«Compartir el pan y el vino es el símbolo de esta fiesta»

La capilla se quedó pequeña, ayer, durante la misa de la Cofradía de La Esperanza. / HUGO ÁLVAREZ
La capilla se quedó pequeña, ayer, durante la misa de la Cofradía de La Esperanza. / HUGO ÁLVAREZ

La Antigua Cofradía de La Esperanza celebra su reparto del bollo tras la misa en la capilla de La Balesquida

J. C. A.OVIEDO.

La Antigua Cofradía de Nuestra Señora de la Esperanza, La Balesquida, finalizó ayer la festividad de Pentecostés con una misa y el reparto del bollo y el vino entre sus cofrades, como manda la tradición que los ovetenses comenzaron allá por el año 1.232 y que acabó convirtiéndose en el Martes de Campo.
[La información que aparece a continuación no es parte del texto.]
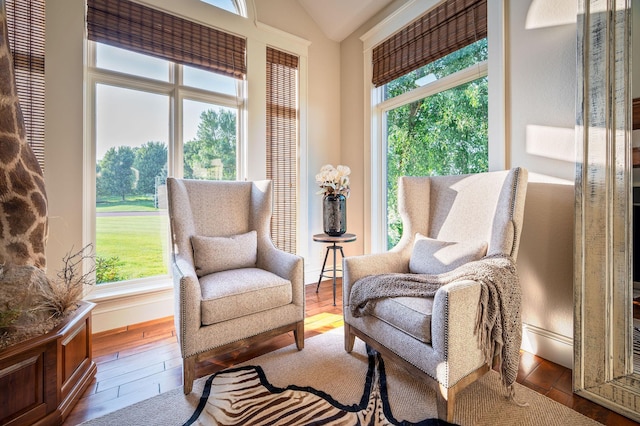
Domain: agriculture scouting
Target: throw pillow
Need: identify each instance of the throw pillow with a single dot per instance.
(215, 254)
(430, 256)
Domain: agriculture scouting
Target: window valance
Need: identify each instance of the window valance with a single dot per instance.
(149, 31)
(448, 27)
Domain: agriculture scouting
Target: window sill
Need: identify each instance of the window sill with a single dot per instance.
(110, 292)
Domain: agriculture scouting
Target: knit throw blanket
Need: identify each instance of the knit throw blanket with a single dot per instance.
(498, 324)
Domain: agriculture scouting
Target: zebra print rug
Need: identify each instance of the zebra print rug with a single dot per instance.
(244, 396)
(322, 384)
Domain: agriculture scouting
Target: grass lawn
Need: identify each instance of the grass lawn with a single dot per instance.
(139, 241)
(137, 203)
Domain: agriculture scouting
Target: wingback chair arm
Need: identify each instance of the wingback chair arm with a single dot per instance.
(186, 289)
(356, 267)
(453, 324)
(285, 265)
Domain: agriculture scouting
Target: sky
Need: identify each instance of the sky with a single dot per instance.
(132, 117)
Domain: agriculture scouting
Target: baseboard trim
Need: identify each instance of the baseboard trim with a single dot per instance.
(551, 346)
(120, 312)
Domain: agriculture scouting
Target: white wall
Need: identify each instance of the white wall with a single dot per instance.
(542, 74)
(323, 132)
(538, 125)
(635, 40)
(538, 121)
(65, 126)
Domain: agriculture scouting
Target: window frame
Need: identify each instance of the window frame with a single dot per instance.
(177, 94)
(379, 141)
(375, 209)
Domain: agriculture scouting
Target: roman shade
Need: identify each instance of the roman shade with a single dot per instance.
(448, 27)
(26, 25)
(282, 145)
(145, 30)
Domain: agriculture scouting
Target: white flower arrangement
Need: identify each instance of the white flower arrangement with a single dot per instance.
(333, 180)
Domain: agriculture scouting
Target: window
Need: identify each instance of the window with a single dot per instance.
(155, 115)
(432, 107)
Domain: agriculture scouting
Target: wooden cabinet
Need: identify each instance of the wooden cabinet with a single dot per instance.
(42, 378)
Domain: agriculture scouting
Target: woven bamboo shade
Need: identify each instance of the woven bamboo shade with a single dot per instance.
(145, 30)
(282, 145)
(448, 27)
(26, 25)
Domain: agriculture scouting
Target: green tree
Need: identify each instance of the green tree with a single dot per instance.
(116, 172)
(150, 161)
(443, 134)
(215, 143)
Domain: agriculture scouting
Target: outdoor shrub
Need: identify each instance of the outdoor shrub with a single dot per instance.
(108, 269)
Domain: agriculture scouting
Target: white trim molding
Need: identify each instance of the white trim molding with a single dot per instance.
(551, 346)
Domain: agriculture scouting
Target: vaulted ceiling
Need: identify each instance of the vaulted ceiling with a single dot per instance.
(339, 18)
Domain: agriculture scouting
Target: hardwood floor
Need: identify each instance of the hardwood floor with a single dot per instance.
(143, 360)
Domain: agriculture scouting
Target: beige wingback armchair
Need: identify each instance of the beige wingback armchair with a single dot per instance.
(232, 285)
(434, 337)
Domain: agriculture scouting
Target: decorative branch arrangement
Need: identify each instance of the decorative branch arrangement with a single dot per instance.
(32, 304)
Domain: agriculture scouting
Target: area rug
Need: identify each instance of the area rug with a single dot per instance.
(322, 384)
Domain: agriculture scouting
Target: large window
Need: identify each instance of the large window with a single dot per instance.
(153, 118)
(166, 95)
(432, 103)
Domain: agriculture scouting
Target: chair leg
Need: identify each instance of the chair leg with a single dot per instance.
(298, 335)
(349, 338)
(445, 402)
(188, 373)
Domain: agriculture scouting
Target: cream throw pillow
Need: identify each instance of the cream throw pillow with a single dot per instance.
(215, 254)
(431, 256)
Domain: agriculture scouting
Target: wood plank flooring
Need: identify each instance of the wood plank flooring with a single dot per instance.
(143, 360)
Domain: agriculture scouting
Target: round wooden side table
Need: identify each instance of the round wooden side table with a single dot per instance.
(324, 238)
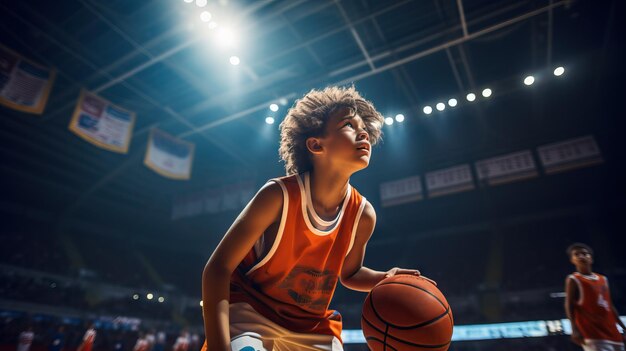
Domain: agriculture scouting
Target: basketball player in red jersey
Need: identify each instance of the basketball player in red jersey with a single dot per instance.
(588, 305)
(269, 282)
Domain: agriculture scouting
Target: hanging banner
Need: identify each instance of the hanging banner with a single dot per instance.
(506, 168)
(400, 191)
(169, 156)
(449, 180)
(570, 154)
(101, 123)
(24, 85)
(213, 200)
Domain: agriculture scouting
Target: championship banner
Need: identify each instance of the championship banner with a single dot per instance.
(570, 154)
(169, 156)
(449, 180)
(506, 168)
(24, 85)
(101, 123)
(400, 191)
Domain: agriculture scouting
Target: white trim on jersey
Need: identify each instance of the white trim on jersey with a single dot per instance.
(303, 197)
(357, 219)
(281, 228)
(580, 289)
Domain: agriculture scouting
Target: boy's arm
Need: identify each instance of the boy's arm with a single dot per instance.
(258, 215)
(571, 296)
(353, 275)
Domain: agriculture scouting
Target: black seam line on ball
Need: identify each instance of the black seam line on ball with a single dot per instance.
(400, 340)
(385, 341)
(380, 341)
(416, 287)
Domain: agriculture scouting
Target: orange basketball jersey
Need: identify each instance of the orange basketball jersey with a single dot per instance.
(593, 314)
(292, 279)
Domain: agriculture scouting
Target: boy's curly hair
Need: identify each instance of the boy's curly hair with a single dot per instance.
(308, 116)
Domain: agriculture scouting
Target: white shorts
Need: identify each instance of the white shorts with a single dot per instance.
(250, 331)
(602, 345)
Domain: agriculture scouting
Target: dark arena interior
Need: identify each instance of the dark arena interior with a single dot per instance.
(133, 133)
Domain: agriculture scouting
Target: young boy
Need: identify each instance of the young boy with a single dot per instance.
(588, 305)
(269, 282)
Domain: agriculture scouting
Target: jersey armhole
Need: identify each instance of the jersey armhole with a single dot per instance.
(355, 226)
(281, 228)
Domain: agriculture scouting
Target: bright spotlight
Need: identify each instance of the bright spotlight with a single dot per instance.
(559, 71)
(205, 16)
(529, 80)
(225, 37)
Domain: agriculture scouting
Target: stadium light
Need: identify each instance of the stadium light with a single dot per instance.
(559, 71)
(529, 80)
(205, 16)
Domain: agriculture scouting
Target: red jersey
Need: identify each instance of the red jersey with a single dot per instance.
(593, 314)
(292, 279)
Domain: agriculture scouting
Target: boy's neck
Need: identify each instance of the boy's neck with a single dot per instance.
(586, 270)
(328, 190)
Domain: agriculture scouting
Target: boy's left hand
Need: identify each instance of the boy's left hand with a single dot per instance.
(396, 270)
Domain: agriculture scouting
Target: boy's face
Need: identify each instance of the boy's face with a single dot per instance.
(346, 141)
(581, 257)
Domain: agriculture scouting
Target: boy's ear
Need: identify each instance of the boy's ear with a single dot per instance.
(314, 145)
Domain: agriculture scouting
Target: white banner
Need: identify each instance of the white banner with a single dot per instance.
(449, 180)
(570, 154)
(102, 123)
(169, 156)
(401, 191)
(24, 85)
(506, 168)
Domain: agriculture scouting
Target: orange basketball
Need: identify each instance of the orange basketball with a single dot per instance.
(406, 313)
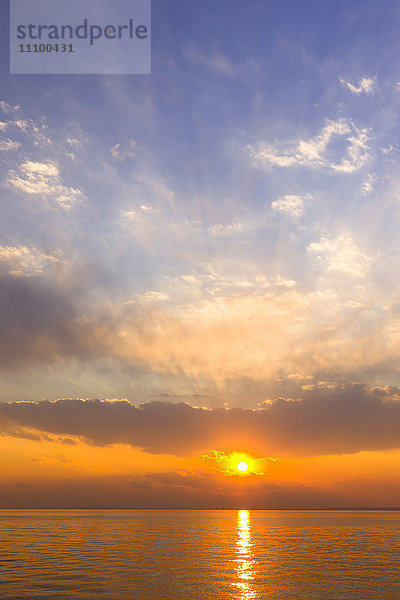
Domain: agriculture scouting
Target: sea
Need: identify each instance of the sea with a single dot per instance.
(199, 555)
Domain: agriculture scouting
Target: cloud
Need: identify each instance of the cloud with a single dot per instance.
(6, 145)
(8, 108)
(368, 185)
(123, 150)
(24, 261)
(44, 178)
(316, 152)
(40, 322)
(367, 85)
(290, 204)
(341, 254)
(326, 419)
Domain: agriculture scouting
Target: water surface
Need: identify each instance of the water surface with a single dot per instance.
(199, 555)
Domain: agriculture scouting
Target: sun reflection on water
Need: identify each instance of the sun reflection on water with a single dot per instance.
(245, 562)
Tras el reparto de las viandas, los cofrades optaron por guarecerse de la lluvia hasta que escampó.

En una capilla de La Balesquida abarrotada de fieles y bajo la advocación de la Virgen de la Esperanza, el párroco de San Tirso el Real, Ángel Rodríguez, pidió continuar con la «generosidad» que mostró aquella dama de alta alcurnia, Velasquita Giráldez, al dejar su testamento a la Cofradía de los Alfayates.
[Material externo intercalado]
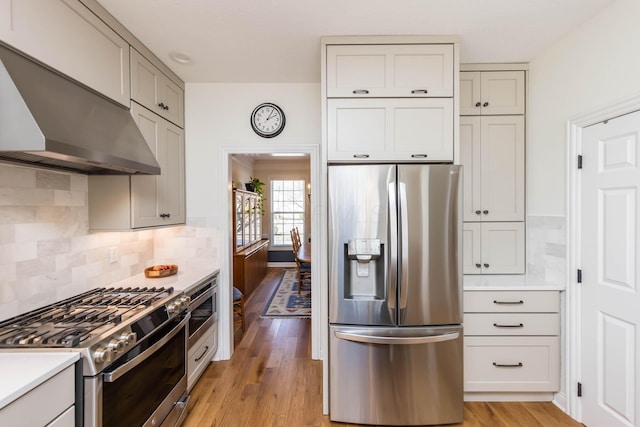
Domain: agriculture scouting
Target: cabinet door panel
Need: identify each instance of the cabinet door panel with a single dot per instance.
(503, 248)
(470, 93)
(390, 71)
(68, 37)
(502, 176)
(503, 91)
(470, 159)
(471, 247)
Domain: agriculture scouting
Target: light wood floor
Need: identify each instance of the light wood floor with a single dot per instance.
(272, 381)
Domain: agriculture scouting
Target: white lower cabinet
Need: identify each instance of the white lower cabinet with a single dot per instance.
(493, 248)
(390, 129)
(51, 403)
(200, 355)
(511, 341)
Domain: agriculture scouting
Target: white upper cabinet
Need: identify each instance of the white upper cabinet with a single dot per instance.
(68, 37)
(385, 129)
(412, 70)
(155, 91)
(492, 152)
(492, 93)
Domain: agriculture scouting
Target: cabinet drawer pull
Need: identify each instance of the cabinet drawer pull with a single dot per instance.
(501, 365)
(519, 325)
(206, 348)
(508, 302)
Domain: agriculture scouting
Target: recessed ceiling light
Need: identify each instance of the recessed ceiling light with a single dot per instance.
(180, 57)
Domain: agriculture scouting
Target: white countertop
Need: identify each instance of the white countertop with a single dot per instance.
(23, 371)
(181, 281)
(508, 282)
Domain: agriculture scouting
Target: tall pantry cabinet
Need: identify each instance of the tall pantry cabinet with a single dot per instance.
(492, 150)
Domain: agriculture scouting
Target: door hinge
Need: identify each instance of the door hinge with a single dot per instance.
(579, 389)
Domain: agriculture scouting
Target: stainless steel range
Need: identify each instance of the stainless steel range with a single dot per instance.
(133, 343)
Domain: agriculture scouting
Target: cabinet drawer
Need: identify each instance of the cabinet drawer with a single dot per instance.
(200, 355)
(51, 398)
(511, 324)
(511, 301)
(511, 364)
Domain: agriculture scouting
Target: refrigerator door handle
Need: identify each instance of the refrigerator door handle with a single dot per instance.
(403, 245)
(392, 266)
(376, 339)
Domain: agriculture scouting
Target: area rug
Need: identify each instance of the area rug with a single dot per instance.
(285, 301)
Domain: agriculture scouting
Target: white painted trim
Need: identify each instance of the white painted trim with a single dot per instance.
(573, 308)
(317, 294)
(515, 66)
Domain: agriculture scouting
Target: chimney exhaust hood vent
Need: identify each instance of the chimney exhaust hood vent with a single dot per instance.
(49, 120)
«Hoy vamos a compartir el pan que luego bendeciremos para recordar la historia», indicó Rodríguez durante su homilía en la que rememoró la tradición de «cuando se hacía la procesión, la gente caminaba y luego compartía el pan y el vino».
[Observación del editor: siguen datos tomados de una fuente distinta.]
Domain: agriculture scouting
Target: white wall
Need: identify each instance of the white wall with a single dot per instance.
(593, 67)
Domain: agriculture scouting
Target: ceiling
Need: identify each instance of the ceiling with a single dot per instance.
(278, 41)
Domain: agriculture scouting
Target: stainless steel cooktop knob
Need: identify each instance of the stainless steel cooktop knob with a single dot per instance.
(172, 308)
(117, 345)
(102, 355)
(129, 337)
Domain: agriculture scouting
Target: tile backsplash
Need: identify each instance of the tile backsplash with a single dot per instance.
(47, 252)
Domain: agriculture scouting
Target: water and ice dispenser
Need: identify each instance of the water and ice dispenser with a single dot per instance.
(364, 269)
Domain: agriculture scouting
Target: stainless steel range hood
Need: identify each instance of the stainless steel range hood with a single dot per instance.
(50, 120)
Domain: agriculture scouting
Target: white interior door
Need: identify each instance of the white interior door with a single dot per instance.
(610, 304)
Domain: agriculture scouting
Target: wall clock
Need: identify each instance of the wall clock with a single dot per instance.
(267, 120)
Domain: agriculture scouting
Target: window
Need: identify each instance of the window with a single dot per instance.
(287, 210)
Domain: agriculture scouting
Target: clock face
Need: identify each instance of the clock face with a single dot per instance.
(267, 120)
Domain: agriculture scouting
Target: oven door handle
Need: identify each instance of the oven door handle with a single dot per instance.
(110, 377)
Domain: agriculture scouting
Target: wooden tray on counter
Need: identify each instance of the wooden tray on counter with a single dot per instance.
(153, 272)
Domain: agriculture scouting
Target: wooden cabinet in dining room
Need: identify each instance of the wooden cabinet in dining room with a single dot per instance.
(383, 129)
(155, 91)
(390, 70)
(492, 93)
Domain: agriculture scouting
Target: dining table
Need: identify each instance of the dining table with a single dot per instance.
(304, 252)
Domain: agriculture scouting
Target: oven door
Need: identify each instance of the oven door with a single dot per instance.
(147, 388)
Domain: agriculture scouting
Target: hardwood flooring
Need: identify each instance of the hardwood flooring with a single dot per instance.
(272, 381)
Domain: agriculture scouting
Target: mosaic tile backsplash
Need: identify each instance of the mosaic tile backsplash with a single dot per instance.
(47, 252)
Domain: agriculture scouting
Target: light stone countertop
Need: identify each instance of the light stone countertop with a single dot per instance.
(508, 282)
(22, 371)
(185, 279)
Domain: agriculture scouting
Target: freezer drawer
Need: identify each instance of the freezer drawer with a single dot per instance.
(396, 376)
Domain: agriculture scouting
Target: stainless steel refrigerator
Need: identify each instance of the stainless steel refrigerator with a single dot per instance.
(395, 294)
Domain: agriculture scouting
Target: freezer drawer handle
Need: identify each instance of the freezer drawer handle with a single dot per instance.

Engalanada la escueta capilla con los estandartes de la cofradía y banderas de España con las tijeras del gremio de alfayates, el párroco puso de actualidad ese afán por compartir con los demás «lleno de simbolismo» y que ubicó en el origen de la fiesta.

Una de las señas de identidad de la festividad del Martes de Campo que pidió extender a la «vida diaria» para hacerlo con «quien lo necesita más». «Son realidades vivas, presentes en nuestra ciudad en las relaciones de unos con los otros» indicó el párroco tras bendecir a todos los panes, que se «compartieron» ayer.